Creinin second abortion pill reversal attack study admits he is compensated by Danco
Creinin, a professor at the University of California Davis, is also the Director of the Complex Family Planning Fellowship, an abortion training program. Fellows of the Fellowship are, according to the pro-abortion Society of Family Planning (SFP), “uniquely suited to establish new Ryan Residency Training Programs” — which have already trained thousands of abortionists. The UC system has been heavily funded by the Buffett Foundation, which invested in the abortion pill early on.
Creinin has ties to Planned Parenthood and the National Abortion Federation, and he was an early prescriber of the drugs, claiming to have personally “developed the methotrexate abortion.”

UC Davis abortion training Complex Family Planning Mitchell Creinin
His study was approved by the University of Minnesota Institutional Review Board, a school with a Ryan Residency and Complex in Family Planning abortion training program on site, led by co-author Boraas.

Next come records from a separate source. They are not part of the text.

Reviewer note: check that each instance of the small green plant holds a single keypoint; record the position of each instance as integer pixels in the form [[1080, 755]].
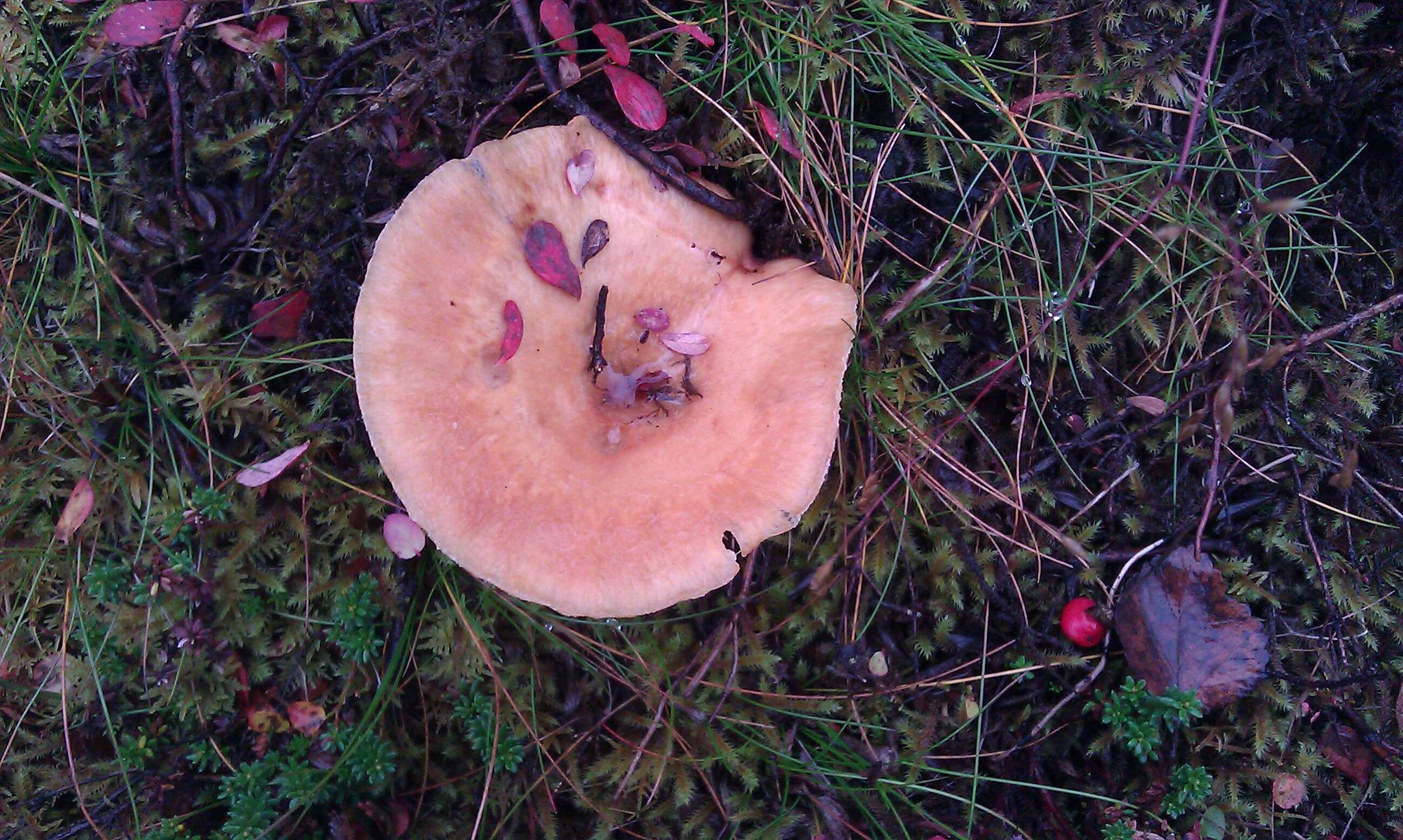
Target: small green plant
[[1188, 789], [1119, 831], [1141, 718], [475, 711], [354, 620]]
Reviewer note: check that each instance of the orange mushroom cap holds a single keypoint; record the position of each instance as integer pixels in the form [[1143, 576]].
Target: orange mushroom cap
[[528, 473]]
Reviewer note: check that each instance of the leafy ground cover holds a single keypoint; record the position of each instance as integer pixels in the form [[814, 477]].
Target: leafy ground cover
[[1089, 336]]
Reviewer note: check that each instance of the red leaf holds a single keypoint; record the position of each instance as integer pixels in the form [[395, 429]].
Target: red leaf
[[560, 24], [240, 38], [143, 24], [688, 344], [548, 257], [617, 45], [696, 32], [264, 471], [640, 101], [280, 317], [306, 717], [776, 129], [691, 156], [1029, 103], [403, 536], [651, 319], [273, 29], [75, 511], [580, 170], [513, 338]]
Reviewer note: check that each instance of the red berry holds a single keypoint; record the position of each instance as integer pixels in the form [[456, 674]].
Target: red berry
[[1081, 626]]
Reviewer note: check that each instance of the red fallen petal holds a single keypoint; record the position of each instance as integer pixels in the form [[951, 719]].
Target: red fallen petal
[[548, 257], [691, 156], [651, 319], [75, 511], [580, 170], [1027, 103], [280, 317], [688, 344], [240, 38], [264, 471], [778, 131], [560, 24], [403, 536], [640, 101], [513, 338], [696, 32], [617, 45], [143, 24], [273, 29]]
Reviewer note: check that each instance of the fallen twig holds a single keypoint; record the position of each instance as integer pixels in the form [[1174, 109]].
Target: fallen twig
[[638, 150], [173, 94]]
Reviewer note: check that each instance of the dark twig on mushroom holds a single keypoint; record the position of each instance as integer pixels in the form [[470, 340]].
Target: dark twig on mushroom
[[638, 150], [596, 352]]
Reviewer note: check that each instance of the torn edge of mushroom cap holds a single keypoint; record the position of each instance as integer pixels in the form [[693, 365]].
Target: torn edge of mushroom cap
[[407, 352]]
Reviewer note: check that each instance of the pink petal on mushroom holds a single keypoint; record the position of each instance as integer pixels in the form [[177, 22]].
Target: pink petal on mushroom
[[688, 344], [548, 257], [640, 101], [651, 319], [403, 536], [513, 338], [617, 47], [264, 471], [143, 24], [580, 170]]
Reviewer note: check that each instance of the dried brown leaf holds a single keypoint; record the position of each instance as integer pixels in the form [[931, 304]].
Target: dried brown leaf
[[1182, 630]]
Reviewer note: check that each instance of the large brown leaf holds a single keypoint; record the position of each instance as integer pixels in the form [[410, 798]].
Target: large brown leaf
[[1182, 630]]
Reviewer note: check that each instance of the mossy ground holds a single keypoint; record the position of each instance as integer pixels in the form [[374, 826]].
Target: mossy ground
[[882, 671]]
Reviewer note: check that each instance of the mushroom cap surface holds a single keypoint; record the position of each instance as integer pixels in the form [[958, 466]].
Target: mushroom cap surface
[[520, 471]]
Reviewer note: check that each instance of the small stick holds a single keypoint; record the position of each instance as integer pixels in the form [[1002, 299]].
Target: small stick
[[596, 355], [638, 150], [173, 94]]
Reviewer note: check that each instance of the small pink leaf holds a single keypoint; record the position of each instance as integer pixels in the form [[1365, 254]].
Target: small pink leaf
[[580, 170], [560, 24], [688, 344], [696, 32], [403, 536], [75, 511], [143, 24], [264, 471], [640, 101], [1029, 103], [569, 70], [689, 156], [776, 129], [281, 316], [240, 38], [306, 717], [273, 29], [513, 338], [617, 45], [548, 257], [651, 319]]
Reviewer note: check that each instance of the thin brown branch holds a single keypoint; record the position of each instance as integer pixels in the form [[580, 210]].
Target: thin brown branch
[[638, 150]]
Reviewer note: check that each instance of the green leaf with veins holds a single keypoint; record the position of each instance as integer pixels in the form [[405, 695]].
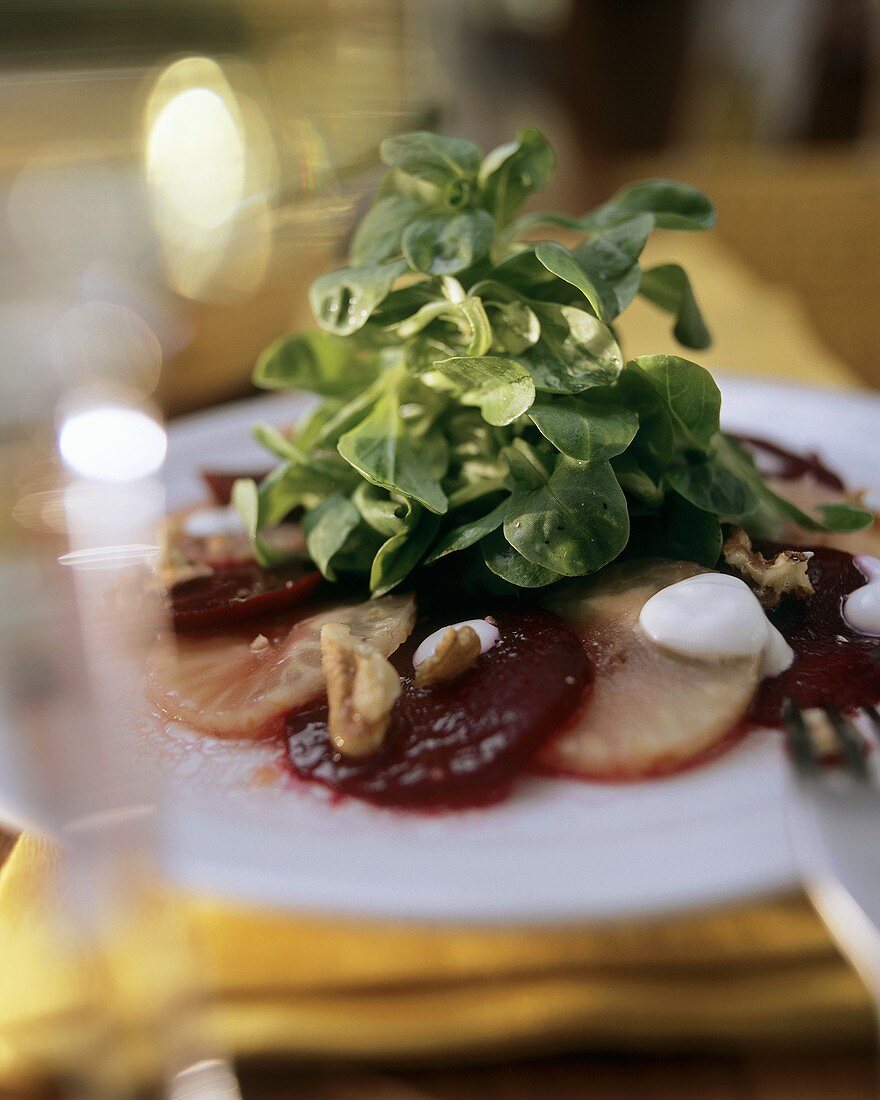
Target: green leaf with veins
[[845, 518], [504, 561], [575, 351], [316, 362], [378, 235], [611, 255], [382, 449], [432, 157], [396, 558], [574, 524], [249, 504], [501, 388], [669, 287], [514, 326], [468, 534], [343, 300], [327, 529], [446, 244], [501, 397], [510, 173], [584, 429], [277, 443], [380, 510], [678, 530], [712, 486], [690, 396], [673, 206], [635, 481], [592, 284]]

Boraas, an admitted abortionist who boasts membership with SFP, was not only an associate medical director of Planned Parenthood North Central States (PPNCS) but also a “physician” at Planned Parenthood of Western Pennsylvania and Whole Woman’s Health abortion chain, according to her LinkedIn Page. In addition, her CV reveals she practiced at Planned Parenthood Minnesota, South Dakota, North Dakota, St. Paul, MN., and chairs the Minnesota Medical Association’s Abortion Policy Work Group.
Boraas holds memberships with Physicians for Reproductive Health, the Association of Reproductive Health Professionals, and the Consortium of Abortion Providers Abortion Equity Cohort. She is currently working with Gynuity Health Projects (funded by abortion pill investor the Packard Foundation) on a clinical trial “to create and pilot-test an asynchronous medication abortion provision service.”

Minnesota Complex in Family Planning abortion training led by Christy Borass
“The European Journal of Contraception and Reproductive Health Care is the official journal of the European Society of Contraception and Reproductive Health [ESC],” the group’s website claims. It partners with the International Federation of Professional Abortion and Contraception Associates.
In 2020, 2021, and 2022, ESC was funded by the French pharmaceutical company Exelgyn, which describes itself as an “international actor in medical abortion” and sells Mifegyne. In 2021, ESC received funds from DKT, a worldwide abortion pill marketer. In addition, Gedeon Richter and Organon, which have both granted Creinin speaking honoraria, funded ESC in 2021 and 2023, with Gedeon Richter also funding ESC in 2022.